Opinion
458 304650/12.
03-08-2016
Nicole R. Kilburg, New York, for appellant. Daniel J. Sweeney & Associates, PLLC, White Plains (Brian M. Hussey of counsel), for respondent.
Nicole R. Kilburg, New York, for appellant.
Daniel J. Sweeney & Associates, PLLC, White Plains (Brian M. Hussey of counsel), for respondent.
Opinion
Appeal from order, Supreme Court, Bronx County (Wilma Guzman, J.), entered October 7, 2014, which granted defendant's motion for summary judgment, deemed appeal from judgment, same court and Justice, entered November 3, 2014, dismissing the complaint (CPLR 5520[c] ), and, so considered, judgment unanimously reversed, on the law, without costs, the complaint reinstated, and defendant's motion denied.
Plaintiff's bill of particulars and deposition testimony and her husband's affidavit raise an issue of fact as to whether defendant was contractually obligated to make repairs and/or maintain the premises or had a contractual right to reenter, inspect and make needed repairs at the tenant's expense (see Johnson v.

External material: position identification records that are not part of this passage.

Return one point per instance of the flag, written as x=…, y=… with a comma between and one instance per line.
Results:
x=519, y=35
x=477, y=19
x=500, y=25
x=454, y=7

Urena Serv. Ctr., 227 A.D.2d 325, 642 N.Y.S.2d 897 1st Dept.1996, lv. denied 88 N.Y.2d 814, 651 N.Y.S.2d 16, 673 N.E.2d 1243 1996 ). There is evidence that in a prior commercial rent proceeding in Civil Court, that court determined there were several structural problems in the premises where plaintiff fell, among them an unstable stairwell. There is sufficient evidence to also raise an issue of fact whether or not the structural damage alleged (unstable basement stairs) was a significant factor in how the accident happened, regardless of whether or not the stairs in the leased premises at issue fall within Administrative Code of the City of New York § 27–375(f).
MAZZARELLI, J.P., SWEENY, MANZANET–DANIELS, GISCHE, JJ., concur.